3. In der dritten Versorgungsphase, der sogenannten Autonomiephase, ist das Erreichen finanzieller Unabhängigkeit des Antragstellers vorgesehen. In dieser Phase erhalten die Asylwerber punktuell finanzielle Unterstützung zur Deckung bestimmter Ausgaben.
Kritisiert wird, dass nach der ersten Unterbringungsphase ein Maß an Autonomie, Selbsterhaltungsfähigkeit und Spracherwerb vorausgesetzt wird, das in sechs Monaten kaum zu erreichen sei. Gerade mangelnde Sprachkenntnisse sind ein erhebliches Hindernis beim Zugang zu Beschäftigung (AIDA 15.3.2018).
Gemäß Gesetz haben alle Migranten Zugang zu grundlegender Versorgung, unabhängig vom rechtlichen Status (USDOS 20.4.2018).

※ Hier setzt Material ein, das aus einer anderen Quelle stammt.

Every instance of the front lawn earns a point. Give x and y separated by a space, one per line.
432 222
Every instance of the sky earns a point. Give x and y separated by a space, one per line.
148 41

Negativ beschiedene Antragsteller dürfen in der Unterbringung bleiben, bis die maximale Unterbringungsdauer erreicht ist. Asylwerber haben nach sechs Monaten Zugang zum Arbeitsmarkt, aber mangelnde Sprachkenntnisse, administrative Schwierigkeiten und Diskriminierung schmälern diesen Zugang in der Praxis (AIDA 15.3.2018).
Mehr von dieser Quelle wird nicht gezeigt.